By Rob McBride
GENERAL SANTOS CITY, Philippines, 1 April 2011 – From agro-forestry to parent skills initiatives, Executive Board members from various United Nations agencies this week saw how their programmes are helping the Philippines recover from years of armed conflict.
|VIDEO: 1 April 2011 - UNICEF's Rob McBride reports on a visit by executive board members of UN agencies to witness the impact of projects in the Philippines. Watch in RealPlayer|
The six-day visit gave the inter-agency delegation on-the-ground insight into how joint projects with government and civil society partners are assisting the healing process. “This is what I believe the UN should be all about – transforming lives positively,” said Brian Bowler, the group’s leader and Permanent Representative of Malawi to the UN. “And in the case of the Philippines, they’re doing it successfully.”
The delegation included Executive Board members from UNICEF, the United Nations Development Programme (UNDP), the United Nations Population Fund (UNFPA), the United Nations Office for Project Services, the World Food Programme and UN Women.
|© UNICEF Video|
|Executive board members from UN agencies visited children at a UNICEF-supported day care centre in Mindanao in the Philippine,s as part of their trip.|
Making a difference
The recent relative peace in the decades-old armed conflict in the Philippines has been an opportunity for UN agencies to help the country progress towards meeting the Millennium Development Goals.
While they were there, the board members stopped by a UNFPA-supported birthing clinic, where they learned the difference that centres like this one have been making in reducing maternal and neonatal mortality rates.
“Many of the issues to do with poverty, and how poverty limits your choices, are almost universal,” said Ugochi Daniels, Country Representative in the Philippines for UNFPA.
Among other coordinated efforts, the World Food Programme is helping set up seedling nurseries as part of a series of agro-forestry initiatives, while a UNDP-supported initiative aims to develop a culture of peace within the country’s security forces.

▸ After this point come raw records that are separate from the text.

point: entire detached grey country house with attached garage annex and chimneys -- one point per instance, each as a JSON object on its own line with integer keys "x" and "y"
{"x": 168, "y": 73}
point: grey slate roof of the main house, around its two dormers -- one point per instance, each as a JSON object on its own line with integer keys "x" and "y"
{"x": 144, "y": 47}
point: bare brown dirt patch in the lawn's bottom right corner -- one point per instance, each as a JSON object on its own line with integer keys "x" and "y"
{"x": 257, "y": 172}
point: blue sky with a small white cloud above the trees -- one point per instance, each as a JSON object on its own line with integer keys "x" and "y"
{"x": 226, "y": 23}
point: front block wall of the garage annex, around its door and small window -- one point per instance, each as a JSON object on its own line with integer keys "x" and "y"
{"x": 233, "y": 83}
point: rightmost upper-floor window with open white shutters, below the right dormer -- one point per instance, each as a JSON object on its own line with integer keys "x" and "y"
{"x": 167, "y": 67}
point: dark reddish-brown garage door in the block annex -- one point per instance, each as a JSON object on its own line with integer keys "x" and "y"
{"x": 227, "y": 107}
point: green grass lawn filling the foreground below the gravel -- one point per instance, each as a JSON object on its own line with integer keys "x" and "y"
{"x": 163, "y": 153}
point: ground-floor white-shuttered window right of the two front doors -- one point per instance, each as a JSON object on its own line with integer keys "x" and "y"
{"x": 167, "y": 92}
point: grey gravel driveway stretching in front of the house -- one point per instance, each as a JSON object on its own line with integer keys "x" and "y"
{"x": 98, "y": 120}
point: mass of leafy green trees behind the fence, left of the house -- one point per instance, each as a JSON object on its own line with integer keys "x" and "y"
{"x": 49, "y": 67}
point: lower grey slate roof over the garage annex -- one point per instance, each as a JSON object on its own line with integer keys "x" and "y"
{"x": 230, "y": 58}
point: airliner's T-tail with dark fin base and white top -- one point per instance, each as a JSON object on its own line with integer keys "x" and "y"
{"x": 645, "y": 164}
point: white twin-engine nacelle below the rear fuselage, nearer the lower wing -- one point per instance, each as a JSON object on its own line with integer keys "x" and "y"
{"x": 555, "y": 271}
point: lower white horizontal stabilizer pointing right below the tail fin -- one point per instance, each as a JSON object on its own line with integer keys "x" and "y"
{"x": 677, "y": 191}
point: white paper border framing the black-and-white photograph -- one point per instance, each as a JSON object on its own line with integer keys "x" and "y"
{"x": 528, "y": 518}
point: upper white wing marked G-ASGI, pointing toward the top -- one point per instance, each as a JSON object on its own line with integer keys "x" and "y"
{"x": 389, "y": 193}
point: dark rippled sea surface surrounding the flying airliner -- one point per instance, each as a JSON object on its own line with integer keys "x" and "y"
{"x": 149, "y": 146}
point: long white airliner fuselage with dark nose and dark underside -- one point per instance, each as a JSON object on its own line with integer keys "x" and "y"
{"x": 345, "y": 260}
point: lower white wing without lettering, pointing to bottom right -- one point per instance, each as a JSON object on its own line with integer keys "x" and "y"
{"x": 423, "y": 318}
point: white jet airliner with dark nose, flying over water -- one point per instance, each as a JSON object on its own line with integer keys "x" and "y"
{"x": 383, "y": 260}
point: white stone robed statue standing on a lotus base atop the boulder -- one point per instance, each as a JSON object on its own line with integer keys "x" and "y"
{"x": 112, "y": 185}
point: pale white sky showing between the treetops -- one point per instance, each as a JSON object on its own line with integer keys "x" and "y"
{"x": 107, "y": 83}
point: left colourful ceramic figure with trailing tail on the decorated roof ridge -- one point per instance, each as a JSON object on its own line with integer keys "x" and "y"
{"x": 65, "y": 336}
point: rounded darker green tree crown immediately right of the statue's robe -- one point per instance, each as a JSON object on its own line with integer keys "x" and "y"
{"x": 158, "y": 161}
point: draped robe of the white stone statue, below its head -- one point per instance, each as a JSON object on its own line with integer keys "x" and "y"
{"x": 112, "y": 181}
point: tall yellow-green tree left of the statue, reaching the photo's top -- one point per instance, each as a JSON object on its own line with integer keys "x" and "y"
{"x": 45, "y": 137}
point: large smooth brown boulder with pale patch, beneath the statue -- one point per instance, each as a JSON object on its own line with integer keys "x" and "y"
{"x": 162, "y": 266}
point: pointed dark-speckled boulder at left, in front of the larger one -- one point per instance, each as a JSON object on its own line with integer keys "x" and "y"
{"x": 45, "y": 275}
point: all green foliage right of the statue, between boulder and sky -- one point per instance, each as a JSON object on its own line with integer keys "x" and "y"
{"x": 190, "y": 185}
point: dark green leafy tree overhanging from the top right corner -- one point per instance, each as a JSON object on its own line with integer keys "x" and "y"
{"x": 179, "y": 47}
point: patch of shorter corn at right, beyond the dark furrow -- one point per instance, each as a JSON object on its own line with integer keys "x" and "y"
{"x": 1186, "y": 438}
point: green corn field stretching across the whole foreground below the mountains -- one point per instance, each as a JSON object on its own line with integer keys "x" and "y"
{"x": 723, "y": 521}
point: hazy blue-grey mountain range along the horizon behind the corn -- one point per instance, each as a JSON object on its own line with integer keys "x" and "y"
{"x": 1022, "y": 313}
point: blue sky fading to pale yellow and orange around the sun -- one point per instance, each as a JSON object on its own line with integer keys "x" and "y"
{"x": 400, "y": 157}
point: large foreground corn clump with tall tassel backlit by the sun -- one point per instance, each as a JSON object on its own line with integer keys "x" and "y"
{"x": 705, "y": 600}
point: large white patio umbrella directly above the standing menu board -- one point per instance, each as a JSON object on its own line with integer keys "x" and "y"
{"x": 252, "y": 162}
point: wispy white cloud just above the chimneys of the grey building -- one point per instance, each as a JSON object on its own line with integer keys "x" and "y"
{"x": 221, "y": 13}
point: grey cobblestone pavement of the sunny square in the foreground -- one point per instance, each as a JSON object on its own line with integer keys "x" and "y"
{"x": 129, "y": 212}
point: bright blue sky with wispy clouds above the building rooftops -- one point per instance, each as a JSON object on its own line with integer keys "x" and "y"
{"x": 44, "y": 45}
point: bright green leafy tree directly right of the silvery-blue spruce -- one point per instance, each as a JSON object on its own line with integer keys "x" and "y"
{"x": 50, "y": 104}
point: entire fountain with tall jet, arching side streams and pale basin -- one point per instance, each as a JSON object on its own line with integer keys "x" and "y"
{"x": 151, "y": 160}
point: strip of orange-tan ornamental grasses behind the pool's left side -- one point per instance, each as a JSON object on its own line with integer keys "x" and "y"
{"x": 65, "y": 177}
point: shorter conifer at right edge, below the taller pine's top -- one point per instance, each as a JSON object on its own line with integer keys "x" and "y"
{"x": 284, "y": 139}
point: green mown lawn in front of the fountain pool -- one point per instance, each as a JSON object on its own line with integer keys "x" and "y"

During the visit, the Executive Board members split into three groups in order to see as many projects as possible. One toured projects in Mindanao – the second largest island in the Philippines – while a second visited Maguindanao, a province struggling with the after-effects of conflict. The third visited Albay, a province suffering the combined effects of natural disasters, including volcanic eruptions and typhoons, as well as the impact of climate change.
|© UNICEF Video|
|A UNICEF-supported early childhood centre has already had a positive impact in Mindanao in the Philippines.|
Problems in the Philippines, as in other parts of the world, are not restricted to rural areas. The UN delegation’s itinerary included a visit to one of the poorest districts of Metro Manila, the most populous urban area in the country.
Here, a conditional cash transfer programme is helping some of the most vulnerable families by providing them with financial support in return for completing parent skills training. In an emotional meeting during the visit, mothers told tearful stories of how their lives were being transformed by the scheme.
It was a message echoed by many others throughout visit. In Mindanao, mothers Analuz Madanding and Gene Datuin said a newly built, UNICEF-supported early childhood centre had already had a profound effect.
“Before, we only had a hut to meet in,” said Ms. Datuin, cuddling her two-month-old baby. Now they were getting real help in caring for their families, she explained, as her older children played happily and noisily in the pre-school class on the other side of the room.
|© UNICEF Video|
|UN delegates visited one of the poorest urban districts in Metro Manila in the Philippines, where a cash transfer programme is providing financial assistance to families.|
At a neighbouring health centre, staff were caring for the province’s newest citizen, a baby boy born just three hours earlier. Rosalina Roxas, a rural health midwife, was able to tell the visitors how equipment and training from UNICEF was helping the centre fulfil its aim to provide a safe pregnancy and delivery experience. “To have happy mums and happy babies, that’s our vision,” she said.
As the visit drew to a close, the visiting UN agency Executive Board members were in no doubt about the successes they had seen, as well as the challenges that lay ahead.
“I see a firm commitment here from people on the ground,” said Gillian Joseph, Vice President of the UNICEF Executive Board and First Secretary of Antigua and Barbuda, adding that her message when she returns to headquarters in New York would be one of continued support.